Being green isn’t all it’s cracked up to be.
Sure, I’m healthier now that I eat better food and reduce my exposure to pesticides. I ride my bike, which makes me not only healthier but happier. I’m wealthier now that I make much of my own cleaning products, use less gas, cold-wash and hang-dry my clothes, and eschew AC for open windows.
The problem? I know too much. I’m all too aware of just how serious a threat climate change truly is. Bill McKibben, with his 350 campaign, is determined to ensure that we all understand how urgent an issue climate change is. We must bring greenhouse gas levels down below 350 ppm. We’re currently at 390 … and rising. We’re like the patient whose blood pressure is rising. We may not have had the heart attack or stroke yet … but it’s coming.
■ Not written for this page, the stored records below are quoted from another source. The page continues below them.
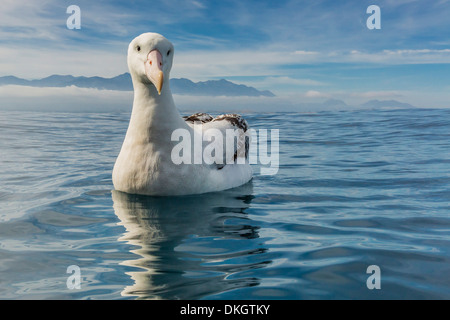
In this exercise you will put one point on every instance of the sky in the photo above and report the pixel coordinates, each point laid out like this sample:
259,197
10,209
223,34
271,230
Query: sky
302,51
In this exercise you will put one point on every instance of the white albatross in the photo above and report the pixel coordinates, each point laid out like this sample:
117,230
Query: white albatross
145,163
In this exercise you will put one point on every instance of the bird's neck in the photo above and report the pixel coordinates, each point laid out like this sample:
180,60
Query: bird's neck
154,117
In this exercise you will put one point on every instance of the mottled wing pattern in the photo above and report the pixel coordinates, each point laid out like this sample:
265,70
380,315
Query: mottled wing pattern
222,123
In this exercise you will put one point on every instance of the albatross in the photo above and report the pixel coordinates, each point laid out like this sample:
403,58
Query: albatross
145,164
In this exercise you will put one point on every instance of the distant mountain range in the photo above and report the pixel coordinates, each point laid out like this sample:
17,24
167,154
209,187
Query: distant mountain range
123,83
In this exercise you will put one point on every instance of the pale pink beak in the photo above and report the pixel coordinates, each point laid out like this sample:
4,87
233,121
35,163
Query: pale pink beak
153,69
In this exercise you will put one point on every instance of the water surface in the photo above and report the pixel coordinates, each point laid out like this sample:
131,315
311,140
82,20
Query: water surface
354,189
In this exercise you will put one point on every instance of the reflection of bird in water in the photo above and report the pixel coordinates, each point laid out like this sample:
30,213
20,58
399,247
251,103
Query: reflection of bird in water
189,246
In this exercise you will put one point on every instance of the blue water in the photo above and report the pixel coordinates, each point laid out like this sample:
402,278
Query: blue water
354,189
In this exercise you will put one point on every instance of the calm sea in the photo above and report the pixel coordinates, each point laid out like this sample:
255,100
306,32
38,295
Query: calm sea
354,189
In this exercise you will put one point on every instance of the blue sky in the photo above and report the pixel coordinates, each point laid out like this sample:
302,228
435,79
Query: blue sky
301,50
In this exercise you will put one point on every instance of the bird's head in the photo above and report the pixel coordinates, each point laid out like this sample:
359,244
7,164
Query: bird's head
150,58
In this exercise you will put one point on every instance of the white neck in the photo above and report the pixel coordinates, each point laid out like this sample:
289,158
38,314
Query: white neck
154,116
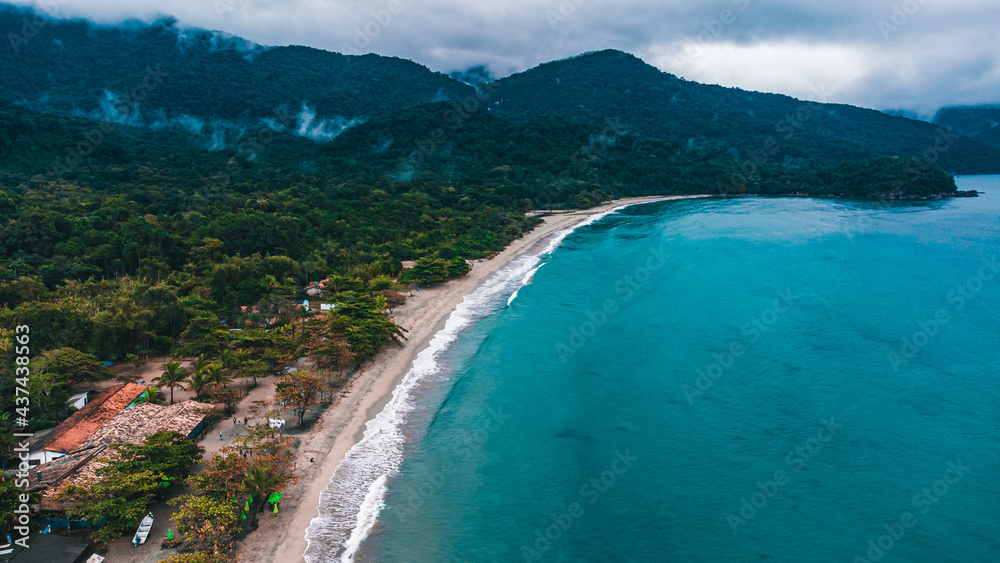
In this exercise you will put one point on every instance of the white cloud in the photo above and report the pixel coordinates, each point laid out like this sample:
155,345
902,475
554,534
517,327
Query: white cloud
935,53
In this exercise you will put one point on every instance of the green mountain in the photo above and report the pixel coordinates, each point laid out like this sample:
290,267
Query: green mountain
163,75
615,88
981,123
219,87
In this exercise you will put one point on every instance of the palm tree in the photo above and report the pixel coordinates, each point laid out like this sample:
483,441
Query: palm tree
217,375
261,482
173,376
227,358
152,396
198,383
200,363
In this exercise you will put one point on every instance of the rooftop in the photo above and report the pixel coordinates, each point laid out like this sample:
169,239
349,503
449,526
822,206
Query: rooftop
81,425
137,423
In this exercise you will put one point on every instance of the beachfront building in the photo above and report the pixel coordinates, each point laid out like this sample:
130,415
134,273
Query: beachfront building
129,426
81,425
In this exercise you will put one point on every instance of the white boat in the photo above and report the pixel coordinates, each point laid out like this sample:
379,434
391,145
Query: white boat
143,532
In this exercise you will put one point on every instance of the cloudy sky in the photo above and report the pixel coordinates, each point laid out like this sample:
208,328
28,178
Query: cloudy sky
916,55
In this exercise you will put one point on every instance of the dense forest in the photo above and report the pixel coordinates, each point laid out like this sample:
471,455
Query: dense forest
981,123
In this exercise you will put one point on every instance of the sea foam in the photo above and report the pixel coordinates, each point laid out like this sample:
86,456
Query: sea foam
350,505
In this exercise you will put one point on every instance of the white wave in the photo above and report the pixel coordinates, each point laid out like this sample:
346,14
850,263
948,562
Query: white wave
367,516
526,281
351,503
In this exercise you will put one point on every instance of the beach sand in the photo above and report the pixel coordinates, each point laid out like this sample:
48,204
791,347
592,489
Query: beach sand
281,538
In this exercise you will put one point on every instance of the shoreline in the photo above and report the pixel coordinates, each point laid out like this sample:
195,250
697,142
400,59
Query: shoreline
342,425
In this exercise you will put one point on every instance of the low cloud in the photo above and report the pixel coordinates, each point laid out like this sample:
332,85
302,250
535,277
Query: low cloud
912,54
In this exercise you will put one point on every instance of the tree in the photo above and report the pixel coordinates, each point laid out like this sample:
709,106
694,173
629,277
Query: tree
217,375
198,384
120,500
10,500
261,481
130,479
298,390
393,298
74,365
206,524
152,396
173,376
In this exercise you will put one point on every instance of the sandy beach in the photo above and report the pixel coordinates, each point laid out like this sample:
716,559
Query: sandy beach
282,539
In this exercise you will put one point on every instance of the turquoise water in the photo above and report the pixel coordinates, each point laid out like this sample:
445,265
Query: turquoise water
725,380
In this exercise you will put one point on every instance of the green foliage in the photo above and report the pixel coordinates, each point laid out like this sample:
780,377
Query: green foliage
130,481
361,321
73,365
10,500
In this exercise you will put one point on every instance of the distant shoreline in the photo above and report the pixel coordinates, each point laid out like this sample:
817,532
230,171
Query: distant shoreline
343,424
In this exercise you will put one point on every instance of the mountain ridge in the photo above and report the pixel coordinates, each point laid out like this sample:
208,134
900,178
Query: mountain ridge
220,86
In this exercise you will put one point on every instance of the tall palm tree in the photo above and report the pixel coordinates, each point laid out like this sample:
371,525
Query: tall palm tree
217,375
198,383
152,396
173,376
200,363
261,482
228,359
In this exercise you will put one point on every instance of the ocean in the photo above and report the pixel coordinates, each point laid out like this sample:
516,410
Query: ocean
752,379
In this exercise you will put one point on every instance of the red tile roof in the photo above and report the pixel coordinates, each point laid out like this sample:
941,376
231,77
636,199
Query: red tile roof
82,424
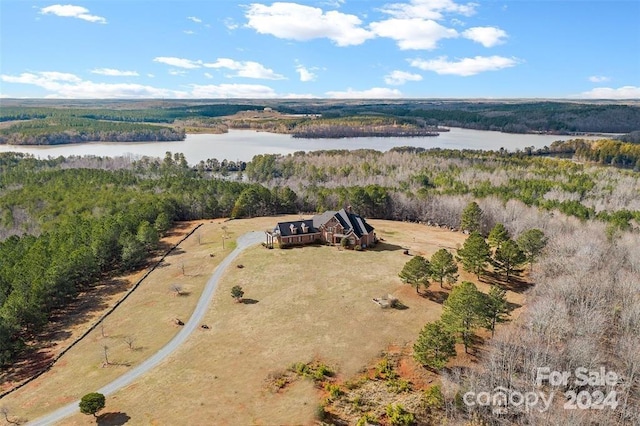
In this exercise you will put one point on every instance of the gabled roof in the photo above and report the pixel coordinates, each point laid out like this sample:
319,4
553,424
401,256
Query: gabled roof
284,228
321,219
349,221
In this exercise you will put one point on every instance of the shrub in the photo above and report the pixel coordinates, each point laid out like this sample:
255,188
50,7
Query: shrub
367,419
334,390
398,385
398,416
321,412
433,398
384,370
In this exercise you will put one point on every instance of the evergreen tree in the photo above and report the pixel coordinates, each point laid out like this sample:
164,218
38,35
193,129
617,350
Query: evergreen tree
532,242
495,307
416,272
474,254
498,235
443,266
471,217
508,258
463,312
435,345
237,293
91,403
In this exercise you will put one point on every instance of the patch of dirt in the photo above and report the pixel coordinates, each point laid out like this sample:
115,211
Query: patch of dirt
68,324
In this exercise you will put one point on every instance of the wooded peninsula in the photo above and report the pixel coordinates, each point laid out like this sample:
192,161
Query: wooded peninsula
54,122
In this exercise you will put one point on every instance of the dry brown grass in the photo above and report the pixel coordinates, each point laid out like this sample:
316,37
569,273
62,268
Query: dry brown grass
312,303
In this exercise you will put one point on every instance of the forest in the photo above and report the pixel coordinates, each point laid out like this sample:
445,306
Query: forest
47,122
66,223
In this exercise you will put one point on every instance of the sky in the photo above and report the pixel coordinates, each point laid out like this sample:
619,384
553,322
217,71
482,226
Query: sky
583,49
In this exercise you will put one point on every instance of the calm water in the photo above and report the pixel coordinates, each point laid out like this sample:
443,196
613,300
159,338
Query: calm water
244,144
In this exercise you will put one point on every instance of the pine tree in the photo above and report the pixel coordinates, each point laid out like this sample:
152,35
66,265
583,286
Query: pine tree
471,217
435,345
463,312
416,272
443,266
532,242
498,235
509,258
474,254
495,307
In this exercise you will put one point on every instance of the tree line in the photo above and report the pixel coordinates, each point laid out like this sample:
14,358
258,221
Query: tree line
63,228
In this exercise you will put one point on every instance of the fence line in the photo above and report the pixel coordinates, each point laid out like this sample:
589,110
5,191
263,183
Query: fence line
102,317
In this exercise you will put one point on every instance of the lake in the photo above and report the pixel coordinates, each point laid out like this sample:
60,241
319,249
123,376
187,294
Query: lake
244,144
Today becomes so much more precious
The upside? With tomorrow looking tenuous at best, I’ve been forced to focus on today. Not that it was that easy. I cycled through my stages of grief — denial, shock, despair, bargaining — before reaching acceptance. Nor have I stopped working for and hoping for the global will to rescue ourselves. But with such a fragile future, today becomes so much more precious.
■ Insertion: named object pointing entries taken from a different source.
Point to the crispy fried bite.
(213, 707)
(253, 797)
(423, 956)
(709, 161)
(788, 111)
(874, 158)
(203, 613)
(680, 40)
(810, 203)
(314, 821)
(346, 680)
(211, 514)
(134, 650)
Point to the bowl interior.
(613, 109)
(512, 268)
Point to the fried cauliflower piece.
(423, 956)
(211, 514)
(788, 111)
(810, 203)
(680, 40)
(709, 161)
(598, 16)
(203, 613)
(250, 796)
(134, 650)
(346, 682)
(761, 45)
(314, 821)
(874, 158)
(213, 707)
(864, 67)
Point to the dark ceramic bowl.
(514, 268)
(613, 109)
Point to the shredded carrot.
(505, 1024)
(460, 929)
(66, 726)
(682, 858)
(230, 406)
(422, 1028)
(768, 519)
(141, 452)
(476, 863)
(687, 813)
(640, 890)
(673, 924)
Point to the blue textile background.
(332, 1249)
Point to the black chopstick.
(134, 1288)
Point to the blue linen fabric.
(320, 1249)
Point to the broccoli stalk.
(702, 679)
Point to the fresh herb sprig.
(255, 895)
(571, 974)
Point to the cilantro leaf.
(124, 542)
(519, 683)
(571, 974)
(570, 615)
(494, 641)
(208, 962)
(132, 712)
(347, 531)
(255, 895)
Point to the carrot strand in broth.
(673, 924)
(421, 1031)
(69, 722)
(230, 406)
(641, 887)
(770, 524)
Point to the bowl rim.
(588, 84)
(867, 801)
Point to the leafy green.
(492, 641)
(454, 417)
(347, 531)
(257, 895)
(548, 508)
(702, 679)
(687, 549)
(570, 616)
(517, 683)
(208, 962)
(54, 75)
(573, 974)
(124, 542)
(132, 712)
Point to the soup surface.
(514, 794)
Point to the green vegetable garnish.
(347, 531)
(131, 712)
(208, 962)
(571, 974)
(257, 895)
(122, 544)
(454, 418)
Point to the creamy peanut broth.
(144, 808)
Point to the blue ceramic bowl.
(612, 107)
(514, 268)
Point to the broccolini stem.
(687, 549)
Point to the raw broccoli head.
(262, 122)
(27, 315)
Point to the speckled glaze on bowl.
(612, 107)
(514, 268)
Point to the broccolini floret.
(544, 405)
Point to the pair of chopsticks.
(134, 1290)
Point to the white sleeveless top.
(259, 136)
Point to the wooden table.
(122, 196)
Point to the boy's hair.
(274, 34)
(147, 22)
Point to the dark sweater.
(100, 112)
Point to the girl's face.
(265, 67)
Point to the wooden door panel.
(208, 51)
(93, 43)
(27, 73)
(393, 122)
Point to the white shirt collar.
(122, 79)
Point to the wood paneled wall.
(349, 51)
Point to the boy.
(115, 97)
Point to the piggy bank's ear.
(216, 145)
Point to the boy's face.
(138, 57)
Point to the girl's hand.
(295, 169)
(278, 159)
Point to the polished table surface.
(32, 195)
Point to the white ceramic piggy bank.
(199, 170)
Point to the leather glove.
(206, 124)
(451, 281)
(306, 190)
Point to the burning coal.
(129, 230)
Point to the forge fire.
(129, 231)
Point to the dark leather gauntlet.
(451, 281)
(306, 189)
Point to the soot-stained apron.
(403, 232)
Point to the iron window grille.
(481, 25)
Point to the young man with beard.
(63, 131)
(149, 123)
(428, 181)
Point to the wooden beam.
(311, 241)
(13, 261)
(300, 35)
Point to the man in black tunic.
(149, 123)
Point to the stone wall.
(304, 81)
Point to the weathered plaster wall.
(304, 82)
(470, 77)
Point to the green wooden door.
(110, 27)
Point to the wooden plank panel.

It’s easier to overlook a messy kitchen in favor of playing Snakes and Ladders with my 6-year-old. It makes more sense to turn off the computer to rake piles of leaves with my 8-year-old. And when my 11-year-old daughter strolls into my office, I can stifle my exasperation at being disturbed mid-sentence and give her my full attention.
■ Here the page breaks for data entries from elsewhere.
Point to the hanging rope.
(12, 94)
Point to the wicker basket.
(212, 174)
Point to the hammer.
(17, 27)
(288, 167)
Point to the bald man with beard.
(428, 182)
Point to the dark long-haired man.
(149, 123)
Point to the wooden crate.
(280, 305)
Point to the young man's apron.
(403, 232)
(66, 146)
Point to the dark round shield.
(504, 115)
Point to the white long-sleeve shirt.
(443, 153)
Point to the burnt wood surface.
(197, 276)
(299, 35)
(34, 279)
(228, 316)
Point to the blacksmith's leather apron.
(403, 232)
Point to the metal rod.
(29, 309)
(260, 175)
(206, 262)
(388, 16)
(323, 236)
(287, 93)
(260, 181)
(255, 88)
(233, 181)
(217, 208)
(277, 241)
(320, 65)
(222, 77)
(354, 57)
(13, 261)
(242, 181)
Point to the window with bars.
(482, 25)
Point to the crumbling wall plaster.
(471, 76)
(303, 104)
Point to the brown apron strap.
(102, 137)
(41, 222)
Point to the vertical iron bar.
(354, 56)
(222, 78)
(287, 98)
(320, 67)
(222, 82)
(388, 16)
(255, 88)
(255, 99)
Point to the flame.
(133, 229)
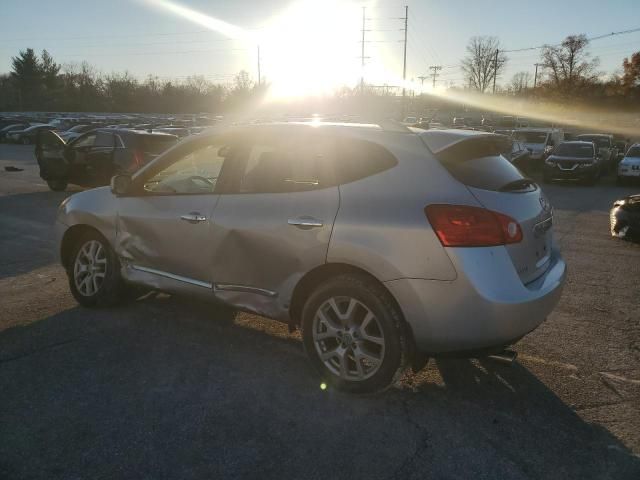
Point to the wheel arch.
(313, 278)
(70, 237)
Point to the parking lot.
(173, 388)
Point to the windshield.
(531, 137)
(633, 152)
(601, 142)
(156, 144)
(574, 150)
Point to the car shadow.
(26, 237)
(173, 388)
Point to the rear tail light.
(467, 226)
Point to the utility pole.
(364, 19)
(404, 62)
(495, 70)
(435, 73)
(259, 80)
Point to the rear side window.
(104, 139)
(357, 159)
(156, 144)
(478, 163)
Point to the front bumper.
(487, 305)
(574, 174)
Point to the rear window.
(531, 137)
(478, 163)
(356, 159)
(601, 142)
(156, 144)
(633, 152)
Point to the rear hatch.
(475, 161)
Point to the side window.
(104, 139)
(195, 173)
(290, 164)
(86, 141)
(357, 159)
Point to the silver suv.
(382, 245)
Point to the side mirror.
(120, 184)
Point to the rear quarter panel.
(381, 226)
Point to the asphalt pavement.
(170, 388)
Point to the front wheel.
(94, 272)
(354, 334)
(57, 185)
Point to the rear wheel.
(354, 335)
(94, 272)
(57, 185)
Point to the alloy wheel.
(90, 268)
(348, 338)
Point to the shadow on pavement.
(169, 388)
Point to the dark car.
(625, 218)
(94, 157)
(518, 155)
(11, 128)
(28, 135)
(573, 161)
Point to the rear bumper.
(486, 306)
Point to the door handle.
(193, 217)
(305, 222)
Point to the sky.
(305, 42)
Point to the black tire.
(389, 326)
(57, 185)
(111, 289)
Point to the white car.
(629, 166)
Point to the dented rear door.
(276, 223)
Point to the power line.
(598, 37)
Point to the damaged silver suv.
(382, 245)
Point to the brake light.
(467, 226)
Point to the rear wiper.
(520, 184)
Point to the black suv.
(94, 157)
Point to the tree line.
(38, 83)
(567, 72)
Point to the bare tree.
(569, 64)
(480, 65)
(520, 82)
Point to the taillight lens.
(467, 226)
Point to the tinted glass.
(85, 141)
(277, 164)
(531, 137)
(155, 144)
(574, 150)
(104, 139)
(357, 159)
(195, 173)
(479, 164)
(633, 152)
(601, 142)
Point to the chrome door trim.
(172, 276)
(244, 288)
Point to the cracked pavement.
(173, 388)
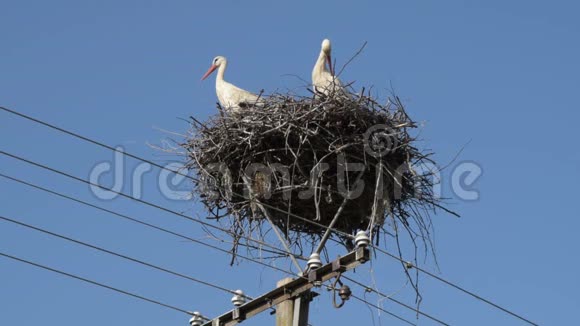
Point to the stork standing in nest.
(231, 97)
(323, 78)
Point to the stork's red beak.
(329, 60)
(209, 71)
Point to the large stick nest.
(301, 161)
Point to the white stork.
(323, 78)
(230, 96)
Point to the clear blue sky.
(503, 76)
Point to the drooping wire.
(264, 204)
(165, 209)
(110, 252)
(94, 283)
(134, 220)
(395, 301)
(381, 309)
(476, 296)
(148, 225)
(103, 145)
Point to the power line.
(103, 145)
(456, 286)
(88, 245)
(264, 204)
(95, 283)
(395, 300)
(165, 209)
(142, 223)
(126, 217)
(381, 309)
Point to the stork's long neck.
(221, 71)
(320, 65)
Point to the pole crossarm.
(293, 289)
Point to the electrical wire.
(94, 283)
(381, 309)
(134, 220)
(264, 204)
(131, 219)
(456, 287)
(395, 301)
(165, 209)
(103, 145)
(88, 245)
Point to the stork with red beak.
(323, 78)
(231, 97)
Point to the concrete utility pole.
(292, 296)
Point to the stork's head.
(325, 47)
(217, 62)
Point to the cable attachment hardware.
(344, 292)
(239, 298)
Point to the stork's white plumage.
(231, 97)
(323, 78)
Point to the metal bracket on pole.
(293, 289)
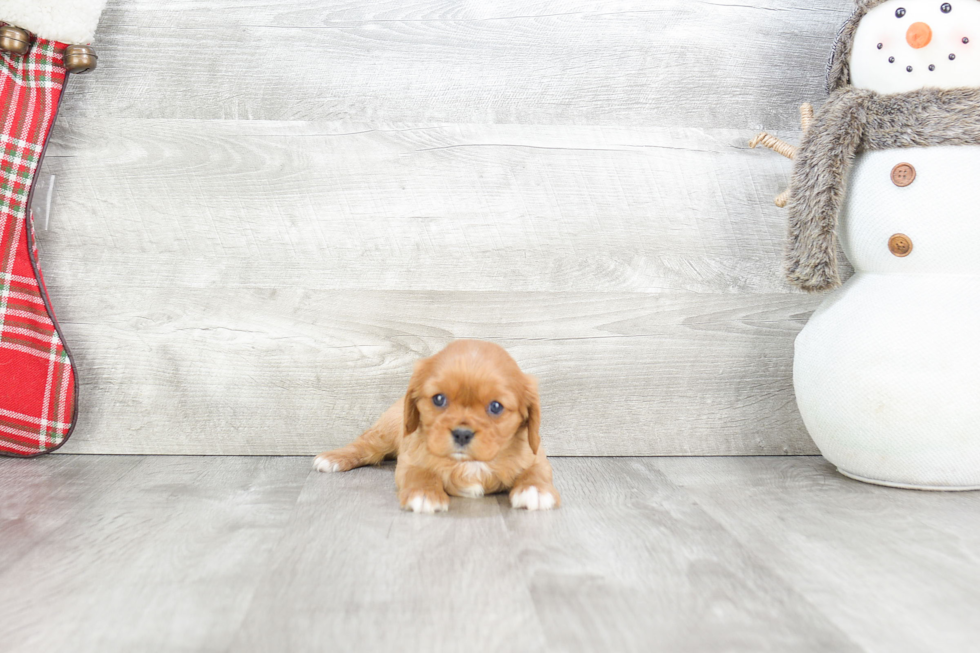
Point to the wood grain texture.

This is new for me. While I’ve understood the “now” stuff theoretically, putting it into practice was a challenge. It was much easier to imagine appreciating the present later — when the house was tidy, the laundry done, my deadline reached, my ideal weight achieved, a cure for cancer found …
So, with many of the world’s leaders in Copenhagen in December for the Climate Conference, a meeting that will largely define our future — for better or worse — I’m able to hope for the best, though my optimism is being sorely tested.
And I understand that, no matter the outcome in December, today is mine to savor.